Friends, family and supporters gathered early Saturday in the village of Progreso, in the country’s northeast, for a wake at Mr. Sala’s soccer boyhood club, San Martín de Progreso, where his body lay in state. A religious ceremony was scheduled for the afternoon, and he was to be cremated, reports said.

Outside the club, a banner read, “Emi, you will never walk alone.”

Mr. Sala’s body arrived in the village on Friday, a little more than a week after his remains were found in the wreckage of the plane that went down shortly after takeoff from Nantes, France, for Cardiff, Wales.

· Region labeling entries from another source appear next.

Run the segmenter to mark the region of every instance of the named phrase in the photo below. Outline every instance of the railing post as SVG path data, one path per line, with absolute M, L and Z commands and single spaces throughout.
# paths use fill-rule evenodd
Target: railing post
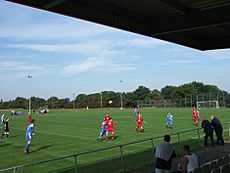
M 230 139 L 230 122 L 228 124 L 228 138 Z
M 198 135 L 198 138 L 200 139 L 200 129 L 197 129 L 197 135 Z
M 151 139 L 152 147 L 153 147 L 153 155 L 154 155 L 154 144 L 153 144 L 153 138 Z
M 125 172 L 122 145 L 120 145 L 120 151 L 121 151 L 121 172 Z
M 180 142 L 180 133 L 177 133 L 178 142 Z
M 74 156 L 75 161 L 75 173 L 77 173 L 77 155 Z

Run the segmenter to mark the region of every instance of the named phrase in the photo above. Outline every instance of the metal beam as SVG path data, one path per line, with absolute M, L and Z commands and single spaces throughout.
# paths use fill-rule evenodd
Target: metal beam
M 62 4 L 65 1 L 66 0 L 54 0 L 54 1 L 51 1 L 50 3 L 47 3 L 42 8 L 44 8 L 44 9 L 50 9 L 50 8 L 53 8 L 53 7 L 57 6 L 57 5 Z
M 213 47 L 215 49 L 230 48 L 230 37 L 206 40 L 202 43 L 202 46 L 205 50 L 212 50 Z
M 183 32 L 230 23 L 230 5 L 200 11 L 164 21 L 153 21 L 151 35 Z
M 189 14 L 193 11 L 190 7 L 176 0 L 159 0 L 159 1 L 175 8 L 176 10 L 181 11 L 184 14 Z

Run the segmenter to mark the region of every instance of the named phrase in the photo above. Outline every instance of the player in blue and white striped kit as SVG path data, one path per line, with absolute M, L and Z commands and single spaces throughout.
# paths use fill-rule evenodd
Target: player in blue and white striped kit
M 32 136 L 34 135 L 34 121 L 35 120 L 32 119 L 31 124 L 29 124 L 26 128 L 26 154 L 29 154 L 30 152 L 30 144 L 32 143 Z
M 173 122 L 174 116 L 172 114 L 168 113 L 168 115 L 166 116 L 166 118 L 167 118 L 166 128 L 173 129 L 172 122 Z
M 102 122 L 102 126 L 101 126 L 101 132 L 100 132 L 100 135 L 99 135 L 99 137 L 98 137 L 98 141 L 101 141 L 102 140 L 102 136 L 106 133 L 106 131 L 107 131 L 107 129 L 108 129 L 108 126 L 104 126 L 105 125 L 105 123 L 106 123 L 106 121 L 107 120 L 104 120 L 103 122 Z

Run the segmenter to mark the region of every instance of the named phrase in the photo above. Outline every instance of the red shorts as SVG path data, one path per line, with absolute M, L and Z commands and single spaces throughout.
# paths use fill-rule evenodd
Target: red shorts
M 114 128 L 108 128 L 107 132 L 114 132 Z
M 138 128 L 138 127 L 142 127 L 142 124 L 137 124 L 136 128 Z

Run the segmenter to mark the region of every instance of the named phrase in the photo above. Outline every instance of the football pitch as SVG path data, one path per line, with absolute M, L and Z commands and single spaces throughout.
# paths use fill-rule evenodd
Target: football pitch
M 1 111 L 2 113 L 3 111 Z M 174 129 L 166 129 L 166 115 L 174 115 Z M 109 113 L 118 124 L 115 125 L 115 140 L 98 142 L 101 123 L 104 115 Z M 0 139 L 0 169 L 29 164 L 42 160 L 53 159 L 61 156 L 77 154 L 89 150 L 102 149 L 147 138 L 175 134 L 180 131 L 195 129 L 192 121 L 191 109 L 142 109 L 141 115 L 147 122 L 143 123 L 145 132 L 136 135 L 135 117 L 132 109 L 124 110 L 51 110 L 47 115 L 33 115 L 35 118 L 35 136 L 31 145 L 31 153 L 26 155 L 25 129 L 27 116 L 9 116 L 10 137 Z M 209 118 L 215 114 L 222 122 L 225 130 L 230 121 L 230 109 L 202 109 L 201 118 Z M 201 131 L 201 135 L 203 131 Z M 189 132 L 180 136 L 181 140 L 196 138 L 197 132 Z M 155 140 L 154 145 L 162 139 Z M 172 142 L 177 142 L 177 136 L 172 137 Z M 124 154 L 138 152 L 151 148 L 151 142 L 146 141 L 124 147 Z M 119 156 L 120 149 L 87 154 L 78 158 L 78 164 L 92 162 L 106 157 Z M 74 158 L 35 165 L 19 169 L 17 172 L 52 172 L 53 169 L 62 169 L 74 165 Z M 28 171 L 28 169 L 30 171 Z M 26 171 L 25 171 L 26 170 Z M 12 172 L 12 171 L 11 171 Z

“We are waiting for you, Emi,” the San Martín club posted on Facebook ahead of the body’s arrival.

The club’s president, Daniel Ribero told Agence France-Presse, “He represented a lot for us. We’re a small village and Emi was a celebrity, the only player to turn professional.”

Mr. Sala, 28, started off as a youth player in his native Argentina and began his international career in France in 2010. He recently transferred to the English Premier League club Cardiff City from Nantes in the French league. The Cardiff club signed him for £15 million ($19 million) to add to its striking power.

Representatives of both clubs were expected at the funeral service, the BBC reported and FC Nantes and fans paid tribute to Mr. Sala on Twitter.

On Thursday, as two of his former French teams — SN Caen and FC Nantes — faced each other at Caen on France’s west coast, signs paying tribute to the striker lined the pitch and players and fans joined in applause before the match began.

Mr. Sala was flying to Cardiff with a pilot, David Ibbotson, on Jan. 21, when their single-engine, propeller-driven Piper Malibu vanished. An initial search for survivors was called off, but after pleas from Mr. Sala’s family and a funding drive that raised more than 371,000 euros, about $424,000 in donations, the search resumed.

Recovery crews sent by the British Air Accidents Investigation Branch found the wreckage of the plane and recovered Mr. Sala’s body.

An inquest into the crash has been adjourned until November, when police and air investigators will release more details about the accident.

The pilot is still missing, and Mr. Ibbotson’s family were seeking donations to help find and recover his body.

“We know that he’s dead; we do know that, but we just want him home,” Nora Ibbotson, the pilot’s wife, told a morning television show on the British network ITV on Monday. With the help of famous soccer players and fans, the fund-raiser was close to hitting its target of 400,000 pounds, around $515,000, according to its GoFundMe page.

Although the wreckage of the Piper Malibu was not raised from the ocean bed, British investigators said underwater footage of the aircraft would help their work. The British Air Accidents Investigation Branch said it would publish early findings in the coming week.